HLE cells were treated with four concentrations of Bevacizumab: 0.125 mg/mL, 0.25 mg/mL, 0.50 mg/mL and 1 mg/mL for different times depending onto each assay as described in the sections below. These concentrations were chosen based on previous reports studying in vitro effects of Bevacizumab on corneal epithelial cells and fibroblasts [7,8]. These concentrations were prepared using a stock solution of 25 mg/mL Bevacizumab in serum-free DMEM/F12 supplemented with 0.1% BSA. For the proliferation, scratch wound and colony forming efficiency assay, the drug substrate (sub) as described in the Bevacizumab leaflet, was used as a control in the equivalent amounts corresponding to the four different Bevacizumab concentrations (respectively referred to as sub1–4). The substrate consisted of 240 mg trehalose dihydrate, 23.2 mg sodium phosphate (monobasic, monohydrate), 4.8 mg sodium phosphate (dibasic, anhydrous) and 1.6 mg polysorbate 20 (all from Sigma, Munich, Germany) in 4 mL of DDH₂O. The selection of Bevacizumab concentrations and controls was based on previous reports [25,26].

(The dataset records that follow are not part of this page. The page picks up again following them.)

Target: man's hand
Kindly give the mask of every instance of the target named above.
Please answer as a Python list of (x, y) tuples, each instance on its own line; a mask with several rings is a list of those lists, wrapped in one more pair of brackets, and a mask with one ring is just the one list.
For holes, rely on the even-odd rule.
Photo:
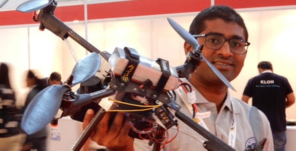
[[(134, 151), (134, 138), (128, 136), (131, 126), (128, 123), (128, 118), (125, 117), (124, 113), (118, 112), (113, 121), (109, 124), (111, 115), (111, 112), (106, 113), (90, 135), (90, 139), (98, 145), (106, 147), (108, 151)], [(92, 110), (87, 110), (83, 120), (83, 129), (94, 116)]]

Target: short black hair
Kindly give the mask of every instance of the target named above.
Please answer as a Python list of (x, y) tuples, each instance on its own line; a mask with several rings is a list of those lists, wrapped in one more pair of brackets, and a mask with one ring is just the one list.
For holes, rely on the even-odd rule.
[(272, 69), (272, 64), (269, 61), (261, 61), (258, 63), (258, 67), (262, 69)]
[(50, 74), (49, 79), (51, 81), (54, 80), (60, 81), (62, 79), (62, 77), (61, 76), (61, 74), (58, 72), (53, 72)]
[(27, 74), (27, 77), (28, 78), (36, 78), (36, 77), (35, 76), (35, 74), (34, 74), (34, 73), (33, 73), (33, 71), (32, 71), (31, 70), (29, 70), (28, 71), (28, 74)]
[(201, 11), (195, 17), (190, 26), (189, 32), (191, 34), (200, 34), (206, 28), (205, 22), (220, 18), (226, 23), (235, 23), (244, 29), (246, 41), (249, 34), (244, 20), (233, 9), (228, 6), (214, 5)]
[(0, 65), (0, 85), (3, 85), (8, 89), (11, 89), (8, 76), (8, 67), (4, 63)]

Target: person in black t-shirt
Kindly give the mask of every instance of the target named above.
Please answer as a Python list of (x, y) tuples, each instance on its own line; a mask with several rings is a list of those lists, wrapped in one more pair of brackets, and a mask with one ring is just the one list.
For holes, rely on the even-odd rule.
[(42, 86), (46, 88), (51, 85), (62, 85), (63, 82), (61, 81), (61, 79), (62, 77), (60, 73), (53, 72), (50, 74), (49, 77), (41, 79), (40, 82)]
[(262, 111), (270, 123), (274, 151), (285, 151), (287, 142), (286, 108), (295, 102), (295, 96), (288, 79), (273, 73), (268, 61), (258, 64), (260, 74), (248, 82), (242, 100), (247, 103), (253, 97), (253, 106)]

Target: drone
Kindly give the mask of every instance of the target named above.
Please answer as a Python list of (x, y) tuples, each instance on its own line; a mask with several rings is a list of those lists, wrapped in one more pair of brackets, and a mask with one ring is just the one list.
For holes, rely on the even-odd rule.
[[(33, 20), (40, 23), (40, 30), (47, 29), (63, 40), (70, 37), (91, 53), (77, 62), (63, 85), (48, 87), (33, 98), (24, 113), (21, 123), (27, 134), (33, 134), (49, 123), (76, 114), (81, 107), (95, 102), (100, 105), (99, 109), (72, 148), (73, 151), (80, 150), (106, 111), (110, 110), (131, 115), (130, 123), (146, 122), (149, 123), (148, 127), (153, 127), (158, 132), (177, 125), (175, 116), (207, 139), (203, 146), (208, 151), (235, 151), (180, 111), (181, 107), (169, 94), (169, 91), (180, 86), (179, 78), (188, 77), (204, 60), (226, 85), (235, 91), (229, 81), (203, 57), (201, 53), (203, 44), (200, 45), (185, 30), (168, 18), (174, 29), (193, 48), (187, 55), (184, 64), (174, 67), (165, 60), (145, 58), (131, 48), (116, 48), (112, 54), (99, 51), (54, 16), (57, 6), (57, 2), (54, 0), (31, 0), (21, 4), (16, 10), (33, 12)], [(106, 71), (108, 74), (102, 89), (88, 93), (72, 91), (71, 87), (86, 81), (95, 75), (100, 68), (101, 58), (111, 66), (110, 71)], [(143, 71), (150, 73), (146, 75), (142, 73)], [(136, 112), (139, 111), (141, 112)], [(259, 113), (256, 111), (249, 111), (250, 117), (257, 120), (256, 122), (250, 121), (254, 127), (256, 127), (256, 122), (260, 121), (256, 118)], [(136, 132), (139, 128), (133, 127)], [(149, 132), (151, 132), (146, 133)], [(254, 133), (257, 142), (259, 142), (258, 138), (260, 137), (256, 134), (259, 133)], [(160, 133), (154, 137), (162, 136)], [(263, 139), (247, 150), (262, 151), (265, 141), (266, 138)], [(153, 151), (159, 151), (159, 143), (151, 139), (149, 144), (153, 143)]]

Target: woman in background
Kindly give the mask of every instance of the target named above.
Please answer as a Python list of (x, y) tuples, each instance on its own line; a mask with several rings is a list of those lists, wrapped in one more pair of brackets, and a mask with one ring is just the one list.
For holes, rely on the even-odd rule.
[(20, 113), (9, 82), (8, 67), (2, 63), (0, 65), (0, 151), (22, 150), (27, 134), (20, 132), (22, 116)]

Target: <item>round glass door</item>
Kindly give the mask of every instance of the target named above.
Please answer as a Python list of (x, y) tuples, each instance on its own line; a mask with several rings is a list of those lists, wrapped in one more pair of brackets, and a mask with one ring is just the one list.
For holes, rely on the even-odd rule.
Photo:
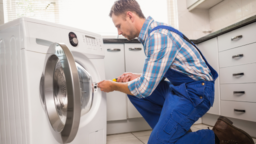
[(79, 64), (76, 62), (78, 68), (80, 90), (81, 90), (81, 116), (89, 112), (92, 104), (94, 84), (92, 76)]
[(40, 82), (42, 104), (55, 139), (60, 144), (69, 143), (76, 137), (80, 122), (80, 76), (64, 44), (53, 44), (47, 54)]

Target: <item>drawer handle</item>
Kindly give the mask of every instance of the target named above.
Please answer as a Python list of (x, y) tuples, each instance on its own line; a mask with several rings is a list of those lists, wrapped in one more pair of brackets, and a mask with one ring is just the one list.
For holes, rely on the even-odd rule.
[(129, 48), (129, 50), (142, 50), (142, 48)]
[(244, 54), (240, 54), (233, 56), (232, 56), (232, 58), (236, 58), (236, 57), (242, 57), (242, 56), (244, 56)]
[(244, 94), (246, 92), (244, 91), (240, 91), (240, 92), (234, 92), (234, 94)]
[(234, 109), (234, 112), (246, 112), (246, 110), (240, 110)]
[(244, 75), (244, 72), (242, 73), (238, 73), (238, 74), (233, 74), (233, 76), (243, 76)]
[(119, 48), (110, 48), (110, 49), (106, 49), (107, 51), (121, 51), (121, 49)]
[(236, 38), (242, 38), (242, 35), (238, 36), (234, 36), (234, 37), (232, 38), (231, 38), (231, 40), (234, 40), (236, 39)]

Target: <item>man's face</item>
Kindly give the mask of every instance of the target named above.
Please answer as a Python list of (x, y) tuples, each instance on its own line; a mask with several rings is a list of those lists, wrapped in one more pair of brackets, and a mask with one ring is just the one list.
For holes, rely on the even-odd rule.
[(122, 16), (112, 14), (112, 21), (118, 28), (118, 34), (122, 34), (128, 40), (132, 40), (136, 37), (135, 28), (128, 17), (126, 17), (126, 20)]

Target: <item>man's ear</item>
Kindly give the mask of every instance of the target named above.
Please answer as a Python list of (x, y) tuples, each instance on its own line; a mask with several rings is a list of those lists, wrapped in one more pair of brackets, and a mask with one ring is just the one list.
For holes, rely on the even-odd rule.
[(134, 22), (134, 14), (130, 12), (128, 12), (126, 13), (126, 18), (128, 18), (128, 20), (132, 20), (132, 22)]

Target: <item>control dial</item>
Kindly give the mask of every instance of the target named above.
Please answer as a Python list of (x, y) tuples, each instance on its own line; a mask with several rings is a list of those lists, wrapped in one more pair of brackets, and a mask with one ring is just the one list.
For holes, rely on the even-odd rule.
[(73, 46), (76, 46), (78, 44), (78, 40), (76, 35), (73, 32), (70, 32), (68, 34), (70, 44)]

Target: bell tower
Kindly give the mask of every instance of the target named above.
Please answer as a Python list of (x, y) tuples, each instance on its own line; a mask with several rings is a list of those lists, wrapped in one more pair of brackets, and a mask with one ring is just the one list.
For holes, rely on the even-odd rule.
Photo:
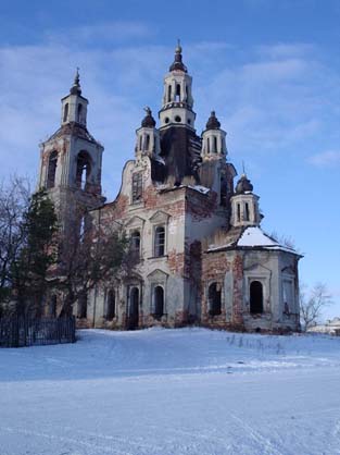
[(70, 94), (61, 102), (61, 126), (40, 144), (38, 186), (47, 189), (64, 224), (77, 210), (84, 213), (103, 204), (103, 146), (86, 126), (88, 100), (81, 95), (78, 70)]
[(175, 50), (175, 60), (164, 77), (163, 106), (160, 110), (161, 128), (171, 125), (184, 125), (194, 128), (196, 113), (192, 110), (192, 78), (182, 63), (181, 46)]

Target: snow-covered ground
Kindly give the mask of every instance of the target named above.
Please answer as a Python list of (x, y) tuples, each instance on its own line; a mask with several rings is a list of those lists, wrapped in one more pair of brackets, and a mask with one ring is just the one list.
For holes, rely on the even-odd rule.
[(78, 337), (0, 349), (0, 455), (340, 454), (340, 339)]

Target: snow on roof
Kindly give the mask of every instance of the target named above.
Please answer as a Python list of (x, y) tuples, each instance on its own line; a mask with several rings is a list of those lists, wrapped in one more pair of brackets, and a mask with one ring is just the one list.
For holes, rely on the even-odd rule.
[(211, 245), (207, 250), (216, 251), (235, 247), (261, 247), (262, 249), (276, 249), (295, 254), (293, 248), (280, 245), (257, 226), (248, 226), (238, 238), (235, 238), (225, 245)]
[(238, 246), (280, 246), (277, 242), (265, 234), (262, 229), (250, 226), (247, 228), (239, 238)]
[(210, 188), (206, 188), (205, 186), (202, 186), (202, 185), (194, 185), (194, 186), (188, 185), (188, 187), (191, 189), (196, 189), (197, 192), (203, 193), (204, 195), (210, 192)]

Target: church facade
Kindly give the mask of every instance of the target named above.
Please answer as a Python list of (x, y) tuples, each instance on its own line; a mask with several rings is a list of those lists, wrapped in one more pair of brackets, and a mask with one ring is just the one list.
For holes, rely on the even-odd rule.
[(123, 225), (137, 265), (74, 309), (79, 327), (298, 330), (301, 256), (262, 231), (259, 196), (244, 174), (235, 185), (215, 112), (197, 134), (180, 46), (164, 77), (159, 125), (147, 108), (112, 202), (102, 197), (103, 147), (87, 130), (87, 104), (77, 74), (61, 127), (41, 144), (39, 185), (65, 224), (80, 202), (98, 226)]

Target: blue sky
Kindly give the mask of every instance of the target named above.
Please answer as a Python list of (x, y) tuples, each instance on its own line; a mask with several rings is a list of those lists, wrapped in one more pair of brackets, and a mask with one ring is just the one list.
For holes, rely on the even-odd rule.
[(197, 130), (212, 109), (261, 196), (263, 228), (304, 254), (301, 280), (325, 282), (340, 316), (340, 2), (154, 0), (1, 2), (0, 179), (36, 179), (40, 140), (80, 67), (88, 127), (105, 146), (113, 198), (142, 108), (156, 114), (179, 37)]

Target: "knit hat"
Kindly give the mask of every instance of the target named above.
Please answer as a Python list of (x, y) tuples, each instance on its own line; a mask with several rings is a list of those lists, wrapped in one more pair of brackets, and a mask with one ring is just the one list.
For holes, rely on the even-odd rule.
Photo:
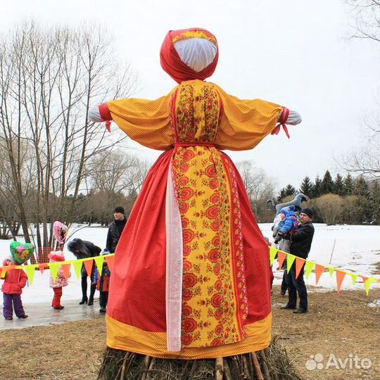
[(118, 206), (117, 208), (115, 208), (113, 212), (120, 213), (120, 214), (122, 214), (122, 215), (125, 214), (125, 210), (124, 210), (124, 208), (121, 206)]
[(12, 257), (12, 255), (8, 255), (8, 256), (6, 256), (6, 258), (4, 258), (4, 260), (3, 260), (3, 266), (6, 266), (8, 265), (8, 262), (7, 262), (7, 260), (9, 260), (12, 262), (12, 264), (14, 264), (14, 261), (13, 261), (13, 258)]
[(304, 208), (303, 210), (301, 210), (300, 213), (306, 214), (310, 219), (312, 219), (312, 217), (314, 216), (314, 213), (311, 208)]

2.4. Immunocytofluorescence

In order to identify changes in the phenotype of limbal epithelial cells following different treatments a panel of markers associated with different levels of cellular differentiation within the limbal epithelium has been used, namely integrin β1, p63α and keratin 3. Integrin β1, a marker normally observed in the basal and some of the suprabasal limbal epithelium [27] and the transcription factor p63α [28] are associated with limbal stem and progenitor cells and are absent in the superficial layers where the epithelial cells are considered terminally differentiated. ABCG2 and N-cadherin are also associated with the putative limbal stem cell phenotype [9,10]. Keratin 3, on the other hand, is only expressed in the superficial layers of the cornea and is completely absent in basal and suprabasal cells [29].

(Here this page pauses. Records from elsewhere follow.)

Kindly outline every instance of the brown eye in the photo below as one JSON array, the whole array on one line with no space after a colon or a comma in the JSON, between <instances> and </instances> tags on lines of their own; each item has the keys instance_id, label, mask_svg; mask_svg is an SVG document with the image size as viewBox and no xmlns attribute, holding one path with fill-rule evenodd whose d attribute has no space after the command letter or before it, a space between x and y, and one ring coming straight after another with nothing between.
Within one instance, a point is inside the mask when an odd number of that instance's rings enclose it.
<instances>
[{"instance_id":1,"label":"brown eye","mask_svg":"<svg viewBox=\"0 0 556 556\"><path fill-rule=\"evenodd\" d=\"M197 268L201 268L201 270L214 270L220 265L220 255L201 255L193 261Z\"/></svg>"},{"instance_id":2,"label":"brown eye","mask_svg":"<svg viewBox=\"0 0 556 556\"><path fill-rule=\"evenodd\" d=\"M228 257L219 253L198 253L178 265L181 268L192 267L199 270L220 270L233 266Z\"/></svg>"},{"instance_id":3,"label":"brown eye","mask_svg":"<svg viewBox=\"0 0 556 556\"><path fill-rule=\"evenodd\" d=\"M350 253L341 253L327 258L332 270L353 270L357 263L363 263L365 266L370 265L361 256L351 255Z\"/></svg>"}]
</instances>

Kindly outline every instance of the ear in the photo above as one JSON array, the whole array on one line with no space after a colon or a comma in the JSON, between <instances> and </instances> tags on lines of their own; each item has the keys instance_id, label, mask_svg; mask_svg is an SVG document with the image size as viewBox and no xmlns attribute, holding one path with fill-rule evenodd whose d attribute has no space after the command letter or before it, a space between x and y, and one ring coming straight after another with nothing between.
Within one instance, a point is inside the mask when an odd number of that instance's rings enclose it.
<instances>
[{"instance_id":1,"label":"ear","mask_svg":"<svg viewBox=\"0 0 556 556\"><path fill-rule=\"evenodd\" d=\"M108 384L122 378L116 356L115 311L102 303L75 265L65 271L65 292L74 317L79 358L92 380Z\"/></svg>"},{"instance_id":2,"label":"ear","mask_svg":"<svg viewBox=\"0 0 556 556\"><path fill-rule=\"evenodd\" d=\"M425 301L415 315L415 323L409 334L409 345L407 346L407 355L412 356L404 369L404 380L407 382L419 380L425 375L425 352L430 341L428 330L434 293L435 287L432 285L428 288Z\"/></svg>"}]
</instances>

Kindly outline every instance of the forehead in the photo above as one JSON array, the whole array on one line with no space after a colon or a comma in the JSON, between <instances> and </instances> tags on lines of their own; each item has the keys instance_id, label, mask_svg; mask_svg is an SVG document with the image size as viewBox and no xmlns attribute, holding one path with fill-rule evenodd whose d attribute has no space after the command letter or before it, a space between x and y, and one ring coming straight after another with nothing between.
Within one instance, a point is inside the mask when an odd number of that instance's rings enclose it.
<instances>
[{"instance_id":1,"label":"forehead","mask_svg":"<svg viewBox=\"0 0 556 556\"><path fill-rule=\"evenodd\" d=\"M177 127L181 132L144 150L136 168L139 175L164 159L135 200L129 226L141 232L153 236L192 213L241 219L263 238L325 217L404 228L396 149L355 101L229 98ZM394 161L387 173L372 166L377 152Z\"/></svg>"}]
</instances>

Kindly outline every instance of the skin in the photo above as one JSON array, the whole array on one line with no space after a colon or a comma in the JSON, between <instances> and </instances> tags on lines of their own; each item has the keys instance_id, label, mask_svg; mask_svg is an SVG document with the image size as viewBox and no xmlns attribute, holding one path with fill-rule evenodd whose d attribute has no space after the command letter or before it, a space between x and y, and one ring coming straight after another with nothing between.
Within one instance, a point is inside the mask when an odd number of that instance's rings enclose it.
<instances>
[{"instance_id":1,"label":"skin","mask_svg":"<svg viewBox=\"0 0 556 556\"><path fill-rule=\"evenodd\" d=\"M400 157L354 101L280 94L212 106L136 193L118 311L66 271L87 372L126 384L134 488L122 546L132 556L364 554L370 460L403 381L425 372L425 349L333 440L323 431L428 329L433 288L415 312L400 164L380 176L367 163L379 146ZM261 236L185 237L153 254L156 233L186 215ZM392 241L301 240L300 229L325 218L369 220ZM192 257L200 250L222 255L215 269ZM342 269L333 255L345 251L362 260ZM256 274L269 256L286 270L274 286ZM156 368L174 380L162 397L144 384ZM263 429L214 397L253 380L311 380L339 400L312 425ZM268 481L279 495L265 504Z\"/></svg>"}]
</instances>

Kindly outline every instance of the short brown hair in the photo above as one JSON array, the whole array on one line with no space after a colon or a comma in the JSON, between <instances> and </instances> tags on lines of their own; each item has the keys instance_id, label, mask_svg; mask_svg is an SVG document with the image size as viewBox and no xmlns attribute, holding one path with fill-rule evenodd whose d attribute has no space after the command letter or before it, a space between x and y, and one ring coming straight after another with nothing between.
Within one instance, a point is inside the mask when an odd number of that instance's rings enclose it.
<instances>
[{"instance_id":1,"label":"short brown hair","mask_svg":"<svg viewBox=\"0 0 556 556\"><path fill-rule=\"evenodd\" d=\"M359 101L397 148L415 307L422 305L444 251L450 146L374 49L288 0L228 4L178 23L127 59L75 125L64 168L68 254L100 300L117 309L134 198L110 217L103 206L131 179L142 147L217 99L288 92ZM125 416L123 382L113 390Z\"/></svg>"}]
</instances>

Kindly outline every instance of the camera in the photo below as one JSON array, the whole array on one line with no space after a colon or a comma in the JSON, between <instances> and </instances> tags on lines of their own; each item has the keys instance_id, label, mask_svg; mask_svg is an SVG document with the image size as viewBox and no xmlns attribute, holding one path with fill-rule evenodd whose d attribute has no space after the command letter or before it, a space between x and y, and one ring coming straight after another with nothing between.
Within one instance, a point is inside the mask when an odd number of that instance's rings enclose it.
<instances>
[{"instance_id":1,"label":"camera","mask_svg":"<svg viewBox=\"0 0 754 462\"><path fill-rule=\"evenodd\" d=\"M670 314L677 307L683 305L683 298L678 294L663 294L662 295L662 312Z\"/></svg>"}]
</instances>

The cells were plated in CNT-57 serum-free media (CELLnTEC Advanced Cell Systems, Bern, Switzerland) 8 well permanox chambered slides (labtek, Nunc, Schwerte, Germany) and after 24 h they were exposed to the different treatment groups. After 5 days, the cells were washed three times with PBS, fixed for 10 min at room temperature in 4% (wt/vol) paraformaldehyde. The samples were blocked for 1 h in PBS supplemented with 5% goat serum (Sigma, Munich, Germany) and 0.5% Triton X (Sigma, Munich, Germany) followed by the rabbit polyclonal integrin beta 1 antibody from Abcam (Cambridge, UK), mouse monoclonal antibody for keratin 3 from Millipore (Darmstadt, Germany) and rabbit polyclonal antibody for P63α from New England Biolabs (Frankfurt am Main, Germany) or blocking reagent only (negative control) overnight at 4 °C. Due to the lack of a commercially available antibody of the ΔΝP63α isomer, which is more specific to putative stem cells [28], an antibody recognizing both the ΔΝ and the TA variants was used instead and may therefore mark both stem cells and transient amplifying cells.

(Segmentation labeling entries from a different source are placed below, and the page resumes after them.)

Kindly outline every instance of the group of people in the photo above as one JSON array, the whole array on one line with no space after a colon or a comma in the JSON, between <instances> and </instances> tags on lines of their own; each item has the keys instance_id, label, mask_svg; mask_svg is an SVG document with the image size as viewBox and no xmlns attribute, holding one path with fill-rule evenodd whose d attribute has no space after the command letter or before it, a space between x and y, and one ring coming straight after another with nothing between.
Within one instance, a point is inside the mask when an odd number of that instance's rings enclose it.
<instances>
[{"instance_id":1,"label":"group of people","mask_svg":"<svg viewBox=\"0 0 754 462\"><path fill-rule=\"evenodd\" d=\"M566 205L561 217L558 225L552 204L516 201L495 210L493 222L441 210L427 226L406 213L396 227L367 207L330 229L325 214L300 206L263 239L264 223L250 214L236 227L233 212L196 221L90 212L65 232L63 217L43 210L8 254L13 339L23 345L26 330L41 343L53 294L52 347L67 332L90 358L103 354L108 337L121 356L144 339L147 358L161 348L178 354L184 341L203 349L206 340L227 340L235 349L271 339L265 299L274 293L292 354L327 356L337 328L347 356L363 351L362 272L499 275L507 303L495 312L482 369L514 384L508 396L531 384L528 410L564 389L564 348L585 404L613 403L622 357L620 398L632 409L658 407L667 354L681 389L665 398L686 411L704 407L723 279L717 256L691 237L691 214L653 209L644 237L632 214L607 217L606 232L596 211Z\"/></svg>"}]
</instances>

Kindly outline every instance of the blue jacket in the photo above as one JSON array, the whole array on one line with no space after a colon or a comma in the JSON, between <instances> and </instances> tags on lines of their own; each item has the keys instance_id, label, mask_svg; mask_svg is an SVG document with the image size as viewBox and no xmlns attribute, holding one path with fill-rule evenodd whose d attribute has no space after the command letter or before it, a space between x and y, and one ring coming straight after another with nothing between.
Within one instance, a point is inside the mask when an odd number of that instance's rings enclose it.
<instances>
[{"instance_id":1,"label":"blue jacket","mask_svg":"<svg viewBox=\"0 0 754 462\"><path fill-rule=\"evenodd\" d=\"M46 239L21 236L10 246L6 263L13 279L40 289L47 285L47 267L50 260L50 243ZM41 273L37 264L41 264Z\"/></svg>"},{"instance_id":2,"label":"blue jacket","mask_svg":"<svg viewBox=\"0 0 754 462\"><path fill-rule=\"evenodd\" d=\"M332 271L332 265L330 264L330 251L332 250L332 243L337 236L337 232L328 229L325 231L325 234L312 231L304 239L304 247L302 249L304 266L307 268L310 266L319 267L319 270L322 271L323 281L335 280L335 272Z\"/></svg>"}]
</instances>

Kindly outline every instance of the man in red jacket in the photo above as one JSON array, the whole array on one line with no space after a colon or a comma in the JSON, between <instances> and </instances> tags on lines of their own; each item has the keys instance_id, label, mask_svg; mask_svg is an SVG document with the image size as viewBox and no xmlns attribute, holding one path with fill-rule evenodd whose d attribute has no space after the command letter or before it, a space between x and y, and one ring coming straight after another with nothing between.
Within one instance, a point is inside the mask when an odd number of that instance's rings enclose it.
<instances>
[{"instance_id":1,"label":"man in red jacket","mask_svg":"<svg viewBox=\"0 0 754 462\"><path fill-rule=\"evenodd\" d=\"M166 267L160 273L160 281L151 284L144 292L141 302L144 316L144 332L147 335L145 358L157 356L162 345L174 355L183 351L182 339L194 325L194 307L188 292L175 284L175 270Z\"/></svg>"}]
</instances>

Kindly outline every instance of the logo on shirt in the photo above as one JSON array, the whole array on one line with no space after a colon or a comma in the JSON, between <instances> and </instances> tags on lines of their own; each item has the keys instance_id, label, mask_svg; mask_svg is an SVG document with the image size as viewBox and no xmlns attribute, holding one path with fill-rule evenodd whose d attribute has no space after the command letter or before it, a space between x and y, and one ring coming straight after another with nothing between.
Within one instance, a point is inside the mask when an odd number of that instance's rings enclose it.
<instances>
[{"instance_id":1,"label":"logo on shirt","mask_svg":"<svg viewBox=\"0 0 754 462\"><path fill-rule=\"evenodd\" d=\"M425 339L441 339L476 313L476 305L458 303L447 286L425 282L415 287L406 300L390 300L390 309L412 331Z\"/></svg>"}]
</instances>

Subsequently, the cells were incubated with their respective secondary antibody (goat anti-rabbit alexa 488 and goat anti-mouse alexa 647, both from Life Technologies, Darmstadt, Germany), washed and counterstained with DAPI (Sigma, Munich, Germany). All incubations except the primary antibody incubation were performed at room temperature, and each step was intermittent with 3 × 5 min rinses with PBS supplemented with 0.1% tween-20 (Sigma, Munich, Germany). Negative controls were treated in the same way, except for omitting the primary antibody step. A minimum of 3 random fields of each immunostained sample were photographed by using a Zeiss LSM880 confocal microscope and representative images are presented in figures. Immunofluorescence was repeated with cells from at least 3 different donors.

2.5. Colony-Forming Efficiency Assay

Limbal epithelial cells were plated in 6 well plates at a density of 5 × 10⁵ cells per well and left to settle for 24 h in CNT-57 media as described in the previous section. Subsequently, they were treated with Bevacizumab or with the controls. The cells were grown in these conditions for 5 days and then the colony-forming efficiency (CFE) assay was performed.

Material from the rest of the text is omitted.